O papel da Prefeitura e do Estado na segurança pública

Durante o lançamento do projeto, o prefeito Eduardo Paes (PSD) foi claro ao afirmar que a prefeitura não assume a responsabilidade pela segurança pública. Segundo ele, a função principal da administração municipal é fornecer ferramentas que possam auxiliar o governo estadual, que é o verdadeiro responsável pelo combate à criminalidade. Essa divisão de responsabilidades é crucial para que a população entenda como essas novas tecnologias se inserem no contexto mais amplo da segurança pública.

Como funcionará o sistema de monitoramento

O sistema será gerido pela CIVITAS, que é a Central de Inteligência, Vigilância e Tecnologia em Apoio à Segurança Pública. A CIVITAS terá duas frentes principais de atuação. A primeira é a análise em tempo real de ocorrências. Isso significa que as câmeras poderão identificar situações como motos estacionadas em calçadas, veículos trafegando na contramão, ou até placas de veículos que foram clonadas. A segunda frente é o apoio às investigações criminais, através do cruzamento e armazenamento de dados relevantes. Davi Carreiro, chefe executivo da CIVITAS, explicou que, ao ocorrer um crime, as imagens registradas podem ser fundamentais para a investigação, mostrando situações suspeitas que ajudem a polícia a identificar e prender o suspeito.

Implementação de pórticos de monitoramento

Para reforçar a ideia de segurança e monitoramento, a prefeitura também planeja instalar cerca de 60 pórticos nas principais vias de acesso à cidade. Esses pórticos não apenas servirão como um alerta visual sobre a presença do monitoramento eletrônico, mas também contribuirão para a identificação de pessoas procuradas, utilizando dados do Ministério da Justiça. A implementação de um sistema de segurança que integre essas informações é fundamental, como destacou Carreiro: “Essa ferramenta, para ser aplicada, precisa de integração com um banco de dados seguro e confiável, ou seja, apenas um sistema oficial”.

Reflexões sobre o futuro da segurança no Rio

Com a crescente presença da tecnologia na segurança pública, surgem questões importantes sobre privacidade e o uso ético dessas ferramentas.

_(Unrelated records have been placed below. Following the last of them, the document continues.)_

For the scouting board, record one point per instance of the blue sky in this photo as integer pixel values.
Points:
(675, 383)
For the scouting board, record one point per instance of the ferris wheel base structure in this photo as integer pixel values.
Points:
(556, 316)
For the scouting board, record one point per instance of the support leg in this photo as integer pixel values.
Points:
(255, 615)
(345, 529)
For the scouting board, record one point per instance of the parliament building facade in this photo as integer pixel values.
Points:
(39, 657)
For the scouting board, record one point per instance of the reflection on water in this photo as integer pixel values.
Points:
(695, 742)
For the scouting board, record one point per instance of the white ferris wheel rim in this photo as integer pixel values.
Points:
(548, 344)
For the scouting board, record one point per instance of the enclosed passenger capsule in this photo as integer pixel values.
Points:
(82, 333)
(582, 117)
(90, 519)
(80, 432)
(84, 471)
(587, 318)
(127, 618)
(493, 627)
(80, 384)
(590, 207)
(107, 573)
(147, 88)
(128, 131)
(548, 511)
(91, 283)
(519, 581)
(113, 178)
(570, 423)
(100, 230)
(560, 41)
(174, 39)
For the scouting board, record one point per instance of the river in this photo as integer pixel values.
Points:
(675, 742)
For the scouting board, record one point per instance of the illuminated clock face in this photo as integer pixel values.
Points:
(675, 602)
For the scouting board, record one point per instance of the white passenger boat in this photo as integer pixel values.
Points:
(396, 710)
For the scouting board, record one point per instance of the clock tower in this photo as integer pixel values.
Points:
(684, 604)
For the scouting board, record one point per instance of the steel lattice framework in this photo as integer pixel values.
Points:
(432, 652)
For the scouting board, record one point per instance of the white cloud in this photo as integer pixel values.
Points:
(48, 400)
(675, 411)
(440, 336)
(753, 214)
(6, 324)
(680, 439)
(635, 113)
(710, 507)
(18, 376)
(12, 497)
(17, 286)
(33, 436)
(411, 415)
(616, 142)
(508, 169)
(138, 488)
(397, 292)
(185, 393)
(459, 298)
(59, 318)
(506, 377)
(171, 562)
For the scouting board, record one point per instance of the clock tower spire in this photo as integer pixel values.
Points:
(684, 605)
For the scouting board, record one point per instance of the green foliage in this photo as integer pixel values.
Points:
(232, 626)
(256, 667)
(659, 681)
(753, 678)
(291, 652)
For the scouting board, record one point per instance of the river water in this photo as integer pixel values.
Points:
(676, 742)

É vital que haja um equilíbrio entre segurança e direitos individuais, garantindo que a tecnologia sirva à população de maneira justa e transparente. A implementação desse sistema no Rio de Janeiro pode ser um modelo a ser seguido por outras cidades, mas também precisa ser acompanhada de perto para evitar abusos e garantir que realmente atenda às necessidades da população.

Considerações finais

O investimento em tecnologia de monitoramento no Rio de Janeiro é um passo significativo em direção a um futuro mais seguro, mas a responsabilidade pela segurança pública permanece uma questão complexa. O sucesso desse projeto dependerá não apenas da eficácia das câmeras e do sistema da CIVITAS, mas também da colaboração entre os diferentes níveis de governo e da participação da comunidade. Ao final, a verdadeira segurança vai muito além de câmeras e tecnologia; envolve a construção de um ambiente seguro e acolhedor para todos.